The Internet is a collection of Autonomous Systems (AS) which are connected by routers. ASs, in turn, are collections of local area networks (LANs) connected by routers. Paraphrasing [RFC1930], an Autonomous System (see also RFC1772) is a set of routers under a single technical administration, using an interior gateway protocol and common metrics to route packets within the AS, and using an exterior gateway protocol like BGP (Border Gateway Protocol, the de facto standard for inter-AS routing [BGP-4]), to route packets to other ASes. Alternatively, an AS is defined as a connected group of one or more IP prefixes run by one or more network operators which has a single well defined routing policy. Where an AS may contain many IP prefixes, an IP prefix should belong to a single AS.

Since these definitions were developed, it has become common for a single AS to use several interior gateway protocols and sometimes several metrics. Even when multiple IGPs and metrics are used, the administration of an AS appears to other ASes to follow a single interior routing plan and presents a consistent picture of what networks are reachable through it.

Autonomous System Numbers (ASNs) are globally unique 16-bit numbers that identify autonomous systems (ASes), and enable an AS to exchange exterior routing information with neighboring ASes.

More information on ASs can be obtained by visiting the American registry for Internet Numbers (ARIN) which assigns the AS numbers, http://whois.arin.net/ or by using the whois program. For example,

    whois -h whois.arin.net ASN-TEMPLE

You can also find extensive information at http://boardwatch.internet.com/isp/ including maps of the backbones of many providers.
Also interesting is the DIGEX server.

The Internet routers that connect autonomous systems are called AS Border Routers and they exchange routing information using the BGP protocol, version 4. [The routers that actually transmit AS routing information are called speakers.] In this protocol routers collect and exchange using TCP full path information for reaching other autonomous systems and use this information to carry out routing policies (for instance, making the decision to avoid sending traffic through certain ASs) and build routing tables. The information maintained by a router has a Time-To-Live attribute and it becomes obsolete after it expires. AS Border Routers usually are connected by point-to-point links that support high data rates.
Within a particular autonomous system routers communicate using the OSPF protocol (or using the RIP protocol).

There is a hierarchy of Internet providers. Providers at a tier are peers, i.e. they exchange routing information and forward each other's traffic. Providers at a tier are clients for some provider at the tier above [the default destination], and are servers [the default destination] for some providers at the tier below (to be a client of a server in this context may mean having to pay).

A Tier 1 provider has one or more specific routes to any node on the Internet, or at least to peer nodes from which any other node can be reached. That is, it can either transport Internet traffic anywhere in the world over its own LANs or over those accessible to someone else with which it has a mutual service agreement. A Tier 1 provider is usually treated as a single Autonomous System.
Names of some of the tier 1 providers are: - in the USA: UUNET (MCI WorldCom), with 30% of the backbone capacity, AT & T, GTE's Internetworking, Global Crossing, Qwest Communications International, PSINet; - internationally: Telstra, GlobalTeleSystems Group.

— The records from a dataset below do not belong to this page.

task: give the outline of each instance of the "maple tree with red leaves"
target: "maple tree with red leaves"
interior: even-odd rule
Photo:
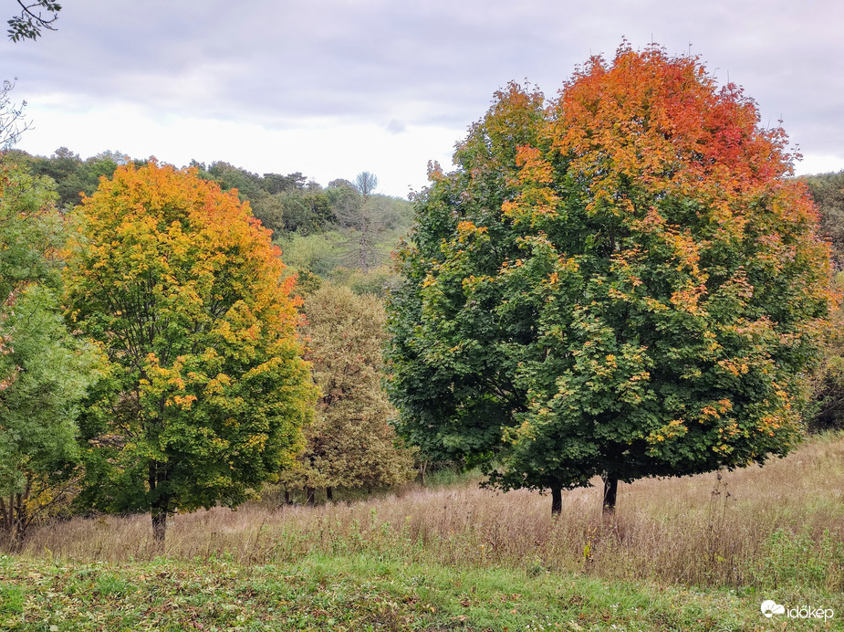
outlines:
[[[694,57],[623,44],[499,91],[400,250],[401,430],[503,489],[761,463],[800,440],[835,296],[781,128]]]

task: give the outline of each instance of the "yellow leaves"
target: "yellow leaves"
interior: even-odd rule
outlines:
[[[684,419],[672,419],[661,428],[651,431],[647,437],[648,443],[654,445],[671,441],[684,436],[689,431]]]

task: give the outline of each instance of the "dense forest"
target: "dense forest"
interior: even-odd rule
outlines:
[[[135,175],[127,174],[126,169]],[[116,173],[122,174],[120,178],[126,179],[127,185],[131,186],[144,185],[139,174],[146,174],[153,180],[160,174],[183,174],[186,181],[174,175],[175,180],[168,185],[192,186],[197,192],[204,192],[202,195],[211,195],[214,200],[212,204],[223,205],[224,216],[220,222],[234,222],[241,213],[256,217],[260,220],[256,226],[268,231],[255,228],[259,233],[252,238],[266,238],[260,236],[266,232],[275,248],[271,257],[280,266],[278,282],[283,285],[276,291],[287,293],[291,287],[290,281],[295,279],[296,282],[294,295],[290,297],[290,305],[297,305],[301,313],[301,320],[293,323],[299,329],[296,337],[307,341],[304,357],[311,363],[312,380],[319,388],[318,400],[306,405],[314,395],[302,395],[301,404],[307,406],[316,404],[317,415],[314,416],[311,409],[295,427],[285,431],[287,445],[293,449],[287,458],[284,457],[285,444],[277,444],[269,452],[281,448],[282,460],[266,463],[264,469],[254,474],[249,473],[252,465],[245,469],[241,468],[235,475],[236,481],[227,485],[215,483],[212,486],[215,491],[181,490],[168,491],[163,496],[156,492],[167,487],[187,485],[185,481],[178,482],[180,475],[169,471],[168,462],[177,464],[174,466],[177,469],[193,462],[184,473],[188,478],[194,477],[203,468],[208,470],[208,476],[218,476],[214,474],[217,470],[207,460],[207,454],[200,454],[203,449],[213,451],[214,448],[210,444],[202,448],[203,444],[197,439],[189,448],[164,448],[157,457],[139,457],[136,452],[126,449],[127,440],[130,443],[151,441],[148,450],[157,450],[153,444],[157,446],[163,440],[158,430],[151,436],[145,422],[133,426],[137,419],[130,412],[132,408],[128,410],[126,396],[118,394],[131,392],[140,386],[141,383],[137,382],[139,366],[145,366],[140,370],[147,376],[151,371],[158,370],[155,367],[159,364],[146,364],[147,358],[141,356],[149,353],[163,361],[174,344],[188,351],[188,347],[180,345],[172,335],[158,339],[156,336],[162,332],[152,332],[157,331],[157,322],[167,321],[166,308],[156,303],[154,316],[135,314],[139,323],[146,323],[139,326],[151,328],[151,342],[141,355],[134,355],[132,350],[137,349],[137,342],[128,330],[125,346],[116,345],[124,351],[115,352],[114,336],[121,334],[109,334],[108,340],[101,339],[99,346],[98,343],[91,345],[81,342],[81,338],[75,338],[61,323],[59,302],[64,300],[68,304],[68,292],[74,287],[80,288],[79,292],[84,297],[70,317],[76,326],[86,317],[89,320],[101,318],[101,314],[90,313],[91,305],[99,306],[93,308],[95,312],[111,310],[116,300],[115,292],[120,285],[120,279],[127,273],[127,267],[132,265],[120,264],[113,270],[117,276],[105,286],[101,279],[94,282],[81,271],[78,277],[65,277],[64,281],[61,279],[62,270],[84,270],[89,265],[85,258],[74,258],[73,248],[79,253],[84,248],[83,243],[89,245],[91,239],[102,238],[109,230],[101,222],[108,222],[114,209],[109,206],[111,210],[108,210],[109,203],[103,199],[101,189],[116,185],[119,179],[115,183],[111,181],[117,178]],[[137,181],[132,179],[136,176]],[[332,491],[338,489],[371,491],[374,488],[413,478],[414,451],[404,446],[391,425],[395,410],[381,387],[380,358],[385,335],[383,299],[397,282],[391,269],[390,256],[399,236],[409,229],[412,206],[405,200],[379,195],[374,174],[363,172],[354,183],[339,179],[323,187],[297,173],[261,176],[222,162],[210,166],[192,163],[180,172],[167,166],[159,167],[147,160],[133,160],[119,152],[103,152],[82,160],[69,150],[60,148],[50,157],[31,156],[17,151],[5,153],[3,177],[2,230],[5,246],[2,250],[0,271],[4,279],[2,290],[8,297],[5,303],[8,315],[5,317],[5,345],[2,347],[0,359],[4,361],[3,374],[8,377],[3,382],[5,427],[7,429],[2,448],[4,471],[7,477],[4,479],[6,482],[0,500],[0,525],[6,542],[22,538],[31,524],[58,515],[94,510],[125,511],[150,508],[153,513],[161,513],[163,517],[158,522],[153,520],[161,530],[157,536],[163,538],[168,513],[179,508],[213,506],[217,502],[236,506],[248,496],[245,495],[247,490],[260,489],[261,483],[267,479],[275,479],[281,484],[280,490],[287,501],[291,500],[293,491],[303,490],[300,491],[301,500],[312,503],[317,488],[326,490],[330,498]],[[155,186],[166,189],[162,184],[163,181],[155,182]],[[207,186],[211,188],[206,191],[203,187]],[[236,196],[231,200],[234,191]],[[78,205],[83,198],[89,209],[97,205],[96,199],[103,200],[106,205],[103,206],[105,215],[97,220],[100,227],[79,242],[75,241],[77,237],[68,231],[67,226],[74,209],[81,208]],[[132,202],[138,203],[149,204]],[[88,221],[94,221],[92,216],[89,216]],[[178,214],[172,217],[174,221],[184,221],[176,219]],[[144,215],[144,219],[149,216]],[[163,240],[164,237],[160,235],[155,239]],[[255,247],[243,242],[236,248],[244,251]],[[162,256],[169,259],[168,263],[175,264],[172,253],[162,251]],[[262,257],[264,255],[249,255],[247,260],[255,265],[254,259]],[[189,275],[199,264],[192,258],[184,265],[186,268],[181,270],[178,267],[172,269],[172,275]],[[237,269],[233,269],[229,274],[235,275]],[[89,272],[95,274],[93,269]],[[216,274],[222,272],[218,270]],[[169,278],[172,282],[174,277]],[[97,291],[105,292],[99,300],[94,299]],[[126,300],[133,300],[127,295]],[[151,295],[148,300],[156,300]],[[127,305],[117,311],[124,317],[120,322],[125,323],[126,313],[133,309]],[[187,309],[187,305],[179,307],[179,310]],[[251,309],[255,311],[267,308],[255,304]],[[279,306],[277,309],[287,308]],[[182,317],[174,315],[173,318]],[[272,318],[261,317],[255,324],[266,327]],[[196,321],[194,325],[180,329],[178,338],[192,340],[192,332],[208,326],[208,323]],[[109,327],[115,331],[114,322]],[[212,344],[219,349],[221,342],[200,342],[197,339],[193,344]],[[105,348],[102,345],[112,351],[102,355],[99,353]],[[301,354],[302,350],[296,353]],[[125,368],[120,369],[125,354],[131,357]],[[284,353],[278,350],[272,353],[276,357],[279,354],[284,355]],[[182,362],[185,357],[180,356]],[[208,359],[197,362],[205,364]],[[224,366],[225,363],[220,364],[220,369]],[[243,369],[230,366],[224,373],[235,374],[238,371]],[[267,396],[267,388],[266,384],[260,386],[262,397]],[[284,388],[289,395],[290,384]],[[36,397],[34,394],[39,391],[41,395]],[[238,396],[245,396],[247,392]],[[179,399],[180,396],[187,399]],[[189,410],[193,417],[202,415],[197,405],[191,406],[194,400],[195,395],[184,395],[170,401],[189,402],[185,410]],[[241,411],[240,415],[243,414]],[[261,413],[267,414],[267,411]],[[285,416],[288,417],[290,411]],[[304,424],[307,430],[303,437],[297,438],[298,430],[295,428],[303,425],[306,418],[310,419]],[[264,423],[266,422],[260,422],[258,427],[264,427],[261,426]],[[238,425],[245,425],[242,418]],[[174,427],[181,428],[177,433],[185,431],[184,426],[174,424]],[[26,433],[31,437],[26,442],[15,438]],[[265,437],[266,433],[265,429],[257,436]],[[222,431],[216,436],[217,440],[234,440],[234,437],[222,439],[224,436]],[[281,440],[281,437],[276,438]],[[266,441],[266,438],[260,440]],[[91,448],[93,449],[89,449]],[[251,454],[250,458],[259,459],[264,453],[259,450]],[[124,457],[128,461],[121,462]],[[290,458],[298,464],[290,463]],[[226,458],[232,462],[230,454]],[[166,473],[141,473],[135,482],[130,482],[132,471],[139,468],[146,471],[148,467],[144,464],[151,462],[164,463],[162,470],[167,470]],[[281,478],[274,477],[274,469],[283,464]],[[250,477],[257,478],[250,482]],[[144,486],[146,490],[141,489]],[[156,507],[161,511],[157,511]]]
[[[6,151],[5,542],[91,511],[150,511],[162,541],[175,511],[234,508],[268,481],[314,504],[318,490],[331,500],[424,482],[432,467],[550,489],[554,512],[564,488],[600,475],[612,511],[620,481],[761,463],[807,429],[840,427],[830,284],[842,285],[844,173],[784,178],[783,137],[743,114],[741,96],[688,79],[694,63],[621,51],[562,94],[574,122],[511,84],[458,146],[458,169],[434,165],[412,202],[380,195],[366,171],[323,186],[224,162]],[[668,150],[649,130],[590,157],[581,129],[644,116],[591,112],[592,84],[630,107],[623,81],[640,67],[642,86],[665,73],[686,107],[721,119],[678,127]],[[718,125],[728,133],[702,156],[701,129]],[[736,149],[731,134],[750,140]],[[630,142],[650,142],[656,163],[688,151],[689,175],[594,172],[589,161]],[[647,186],[630,184],[637,170]],[[618,213],[649,204],[644,217]],[[767,232],[745,230],[752,214]],[[683,425],[690,410],[700,425]]]
[[[109,181],[119,167],[143,168],[148,163],[147,160],[132,159],[111,151],[84,160],[64,147],[49,157],[6,152],[3,166],[6,178],[4,205],[10,214],[7,216],[11,219],[17,214],[18,219],[26,216],[27,221],[37,216],[43,222],[41,233],[27,237],[30,239],[27,248],[32,249],[27,256],[43,258],[54,250],[67,237],[60,228],[62,217],[68,216],[84,197],[94,195],[100,182]],[[312,503],[316,490],[319,489],[330,500],[338,489],[371,491],[374,487],[408,480],[414,476],[413,472],[424,480],[425,472],[432,467],[459,469],[472,465],[471,459],[442,449],[423,448],[420,451],[419,447],[409,449],[396,435],[393,427],[396,411],[388,402],[381,384],[380,350],[387,335],[383,301],[400,283],[391,257],[399,239],[412,229],[412,204],[379,195],[377,177],[367,172],[362,172],[355,182],[338,179],[322,186],[300,173],[259,175],[224,162],[210,165],[193,162],[187,168],[196,178],[215,184],[222,192],[235,190],[237,199],[248,203],[254,216],[271,231],[273,244],[280,248],[281,258],[287,266],[284,276],[296,276],[295,291],[304,297],[300,306],[304,317],[300,335],[307,340],[306,357],[313,363],[314,379],[321,388],[321,395],[317,406],[318,418],[308,426],[305,448],[300,448],[297,457],[299,466],[287,470],[278,479],[285,499],[290,501],[293,492],[299,490],[302,500]],[[835,269],[840,269],[844,261],[840,229],[844,173],[801,176],[799,180],[814,197],[819,211],[821,234],[832,246]],[[17,196],[11,195],[16,190]],[[25,197],[26,210],[21,215]],[[45,215],[45,208],[55,211]],[[10,243],[11,236],[21,229],[16,226],[12,221],[4,225]],[[7,293],[13,293],[12,288],[22,279],[40,279],[38,282],[45,288],[54,289],[50,290],[52,293],[43,296],[36,292],[29,296],[27,291],[18,304],[20,308],[26,306],[26,301],[33,300],[33,304],[39,306],[38,311],[32,310],[30,316],[46,319],[43,322],[39,321],[40,343],[45,348],[37,350],[36,345],[31,353],[36,356],[47,355],[17,360],[32,365],[46,362],[47,358],[55,362],[55,353],[67,354],[67,350],[81,344],[68,337],[60,322],[50,315],[57,313],[57,274],[63,264],[42,262],[40,268],[30,264],[22,272],[19,267],[16,269],[16,262],[9,260],[20,258],[21,252],[6,250],[5,254],[7,279],[4,287]],[[52,307],[42,311],[45,305]],[[840,315],[836,314],[836,318]],[[807,417],[812,429],[840,427],[844,416],[844,340],[839,331],[833,329],[830,333],[822,367],[815,378],[815,404]],[[51,339],[56,349],[48,349],[47,338]],[[16,354],[23,357],[24,353],[28,352],[18,351]],[[85,353],[79,355],[78,352],[74,356],[85,367],[78,367],[78,373],[71,380],[73,384],[57,387],[54,394],[54,397],[78,402],[77,407],[84,402],[85,406],[91,406],[92,397],[96,399],[102,395],[99,392],[102,384],[109,384],[108,379],[103,380],[99,375],[103,368],[94,359],[95,350]],[[12,359],[11,355],[6,357]],[[86,400],[82,395],[92,384],[100,385],[94,387],[95,395]],[[143,510],[150,506],[149,498],[140,501],[137,497],[127,499],[116,490],[112,490],[110,497],[104,493],[109,487],[102,479],[103,468],[109,458],[99,464],[86,461],[79,448],[71,445],[77,441],[73,424],[59,431],[61,425],[46,420],[38,422],[34,416],[36,406],[31,394],[43,384],[32,384],[26,387],[29,390],[25,390],[24,385],[21,380],[16,388],[21,398],[29,398],[28,404],[23,401],[13,404],[14,400],[6,398],[5,406],[18,407],[22,427],[31,428],[33,424],[43,423],[42,429],[50,433],[48,443],[52,445],[16,447],[19,452],[16,461],[7,461],[17,463],[14,479],[23,477],[14,489],[5,490],[0,507],[7,537],[16,533],[22,536],[30,524],[68,512],[87,512],[94,508]],[[9,389],[9,393],[15,391]],[[54,401],[52,407],[45,407],[43,402],[38,406],[42,411],[55,414],[57,407],[66,404]],[[354,419],[358,421],[351,421]],[[104,437],[109,435],[107,425],[101,419],[94,423],[90,414],[88,417],[82,415],[78,421],[83,429],[83,443],[102,448],[108,441]],[[406,437],[412,438],[412,433]]]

Tier 2 providers are called "regional aggregators". They collect traffic from Tier 3 sites and, if they cannot satisfy them directly, they pass it on to Tier 1 sites. Typically they provide only transport services. A tier 2 provider may also aggreagate IP network addresses.

A Tier 3 provider is the usual "Internet Service Provider" (ISP). ISPs provide transport services and may also provide e-mail and web service.

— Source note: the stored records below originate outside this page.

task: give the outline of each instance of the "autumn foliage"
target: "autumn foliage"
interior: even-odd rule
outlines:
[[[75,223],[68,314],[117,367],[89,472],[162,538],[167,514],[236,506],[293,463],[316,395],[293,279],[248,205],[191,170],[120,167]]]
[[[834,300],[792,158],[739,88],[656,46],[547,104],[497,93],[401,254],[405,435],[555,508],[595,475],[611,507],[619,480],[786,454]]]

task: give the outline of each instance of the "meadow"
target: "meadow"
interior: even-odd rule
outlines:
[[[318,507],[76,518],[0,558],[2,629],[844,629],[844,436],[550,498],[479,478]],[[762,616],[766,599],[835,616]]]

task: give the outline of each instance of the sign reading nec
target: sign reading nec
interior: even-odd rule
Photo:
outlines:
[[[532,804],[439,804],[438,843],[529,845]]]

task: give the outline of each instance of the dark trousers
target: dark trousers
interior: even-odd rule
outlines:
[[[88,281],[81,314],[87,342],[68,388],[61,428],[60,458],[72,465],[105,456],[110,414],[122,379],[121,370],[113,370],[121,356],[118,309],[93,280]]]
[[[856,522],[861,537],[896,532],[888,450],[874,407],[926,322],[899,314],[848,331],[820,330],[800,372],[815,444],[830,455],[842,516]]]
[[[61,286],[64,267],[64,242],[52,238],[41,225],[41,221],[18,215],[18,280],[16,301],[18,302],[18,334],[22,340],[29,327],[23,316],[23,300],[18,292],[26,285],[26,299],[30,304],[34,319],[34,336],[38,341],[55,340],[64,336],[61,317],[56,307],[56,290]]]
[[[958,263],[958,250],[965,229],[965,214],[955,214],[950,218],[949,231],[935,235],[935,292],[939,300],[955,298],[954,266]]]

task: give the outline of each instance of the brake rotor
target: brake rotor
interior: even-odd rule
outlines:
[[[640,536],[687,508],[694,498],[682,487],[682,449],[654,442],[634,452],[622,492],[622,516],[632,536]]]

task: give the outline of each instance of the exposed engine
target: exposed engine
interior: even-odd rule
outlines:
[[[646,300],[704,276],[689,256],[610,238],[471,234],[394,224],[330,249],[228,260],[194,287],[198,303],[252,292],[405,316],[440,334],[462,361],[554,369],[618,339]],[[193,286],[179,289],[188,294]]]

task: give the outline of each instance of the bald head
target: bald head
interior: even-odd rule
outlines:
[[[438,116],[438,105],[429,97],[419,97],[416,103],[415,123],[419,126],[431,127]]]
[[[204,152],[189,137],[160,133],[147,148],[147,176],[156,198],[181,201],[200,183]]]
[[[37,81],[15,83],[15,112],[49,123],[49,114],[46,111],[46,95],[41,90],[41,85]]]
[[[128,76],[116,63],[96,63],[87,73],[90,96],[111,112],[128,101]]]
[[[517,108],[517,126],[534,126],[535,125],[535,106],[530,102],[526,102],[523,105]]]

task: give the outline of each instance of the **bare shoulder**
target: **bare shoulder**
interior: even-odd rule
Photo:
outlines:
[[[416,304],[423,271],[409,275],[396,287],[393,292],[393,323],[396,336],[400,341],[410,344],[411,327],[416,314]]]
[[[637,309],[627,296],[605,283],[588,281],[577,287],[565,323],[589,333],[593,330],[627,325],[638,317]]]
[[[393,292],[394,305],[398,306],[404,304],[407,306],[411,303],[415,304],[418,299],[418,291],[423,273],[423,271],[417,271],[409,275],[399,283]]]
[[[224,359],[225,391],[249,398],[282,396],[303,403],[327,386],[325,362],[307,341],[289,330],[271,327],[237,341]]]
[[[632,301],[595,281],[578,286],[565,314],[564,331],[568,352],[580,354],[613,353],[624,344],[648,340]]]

A Tier 4 provider represents the "backbone LAN" of an organization. It is usually a single autonomous system. Its connection to the outside will go to a tier 3 provider, or, for a sufficiently large organization, directly to a tier 2 provider.

A Tier 5 provider is at the bottom. It is not an autonomous system but one of the LANs that make up such a system.

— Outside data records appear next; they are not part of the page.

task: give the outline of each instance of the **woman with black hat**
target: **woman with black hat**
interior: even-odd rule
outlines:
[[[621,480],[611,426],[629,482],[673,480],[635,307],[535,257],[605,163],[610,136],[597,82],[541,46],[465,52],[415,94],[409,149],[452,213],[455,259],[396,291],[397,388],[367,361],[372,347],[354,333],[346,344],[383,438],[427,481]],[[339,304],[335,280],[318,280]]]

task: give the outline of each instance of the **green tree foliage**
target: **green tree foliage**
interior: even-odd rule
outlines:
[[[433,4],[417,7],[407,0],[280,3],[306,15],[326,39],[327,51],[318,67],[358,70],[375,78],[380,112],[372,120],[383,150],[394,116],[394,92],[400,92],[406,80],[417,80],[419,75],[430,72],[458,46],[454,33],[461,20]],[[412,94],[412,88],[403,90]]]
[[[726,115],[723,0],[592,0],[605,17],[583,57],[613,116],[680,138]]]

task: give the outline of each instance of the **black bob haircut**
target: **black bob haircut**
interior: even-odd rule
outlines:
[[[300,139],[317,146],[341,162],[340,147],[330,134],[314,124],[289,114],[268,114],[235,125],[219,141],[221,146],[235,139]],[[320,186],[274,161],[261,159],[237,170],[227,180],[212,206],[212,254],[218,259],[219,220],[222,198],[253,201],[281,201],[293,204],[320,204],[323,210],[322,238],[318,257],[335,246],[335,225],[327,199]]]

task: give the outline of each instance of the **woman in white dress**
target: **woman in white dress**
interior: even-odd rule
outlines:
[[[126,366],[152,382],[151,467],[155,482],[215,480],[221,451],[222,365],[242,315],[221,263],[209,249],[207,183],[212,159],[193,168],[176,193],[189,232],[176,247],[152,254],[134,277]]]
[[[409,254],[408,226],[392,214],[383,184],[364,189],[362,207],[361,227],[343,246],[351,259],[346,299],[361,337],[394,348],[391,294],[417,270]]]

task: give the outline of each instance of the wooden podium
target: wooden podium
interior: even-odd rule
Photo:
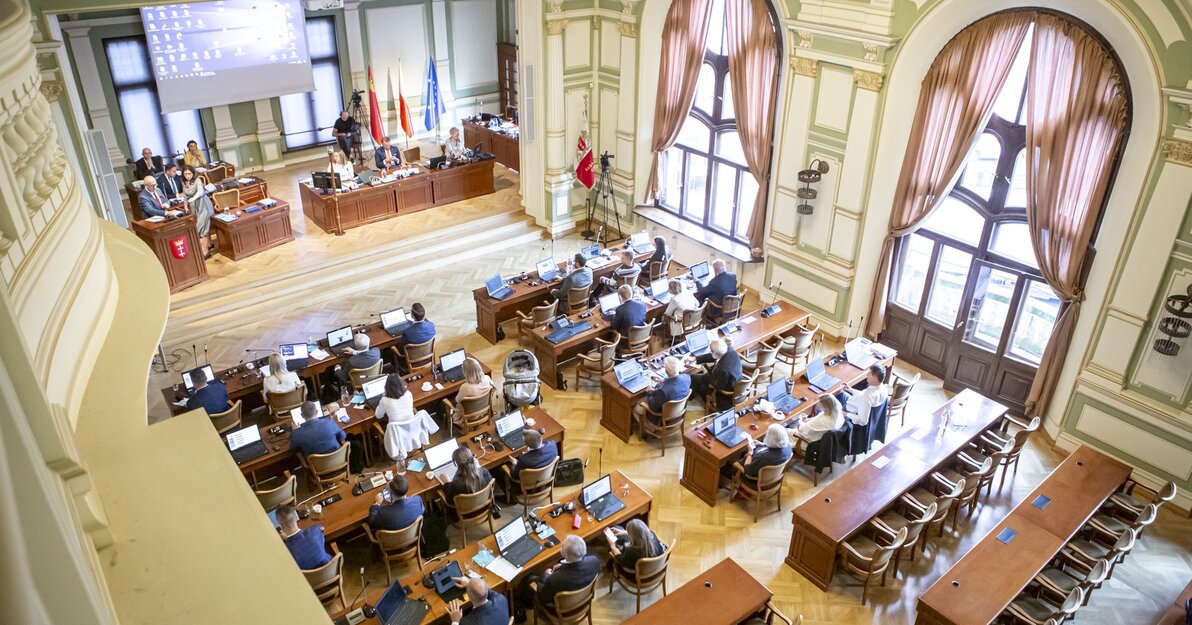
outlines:
[[[132,231],[157,255],[169,280],[169,292],[176,293],[207,279],[207,266],[199,250],[199,233],[194,229],[194,215],[156,223],[136,221],[132,222]]]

People distinguish three types of AS:

Stub AS: It is connected to only one other AS. For routing purposes it is treated as part of the parent AS.
Multihomed AS: It is connected to more than one other AS, but does not allow transit traffic. Internally generated traffic can be routed to any of the connected ASs. It is used in large corporate networks that have a number of Internet connections, but do not want to carry traffic for others.
Transit AS: It is connected to more than one other AS and it can be used to carry transit traffic between other AS's.

Tier 1 and Tier 2 providers are usually Transit AS, Tier 3 providers are usually Transit or Multihomed ASs, and the Tier 4 and 5 providers are usually Stub ASs.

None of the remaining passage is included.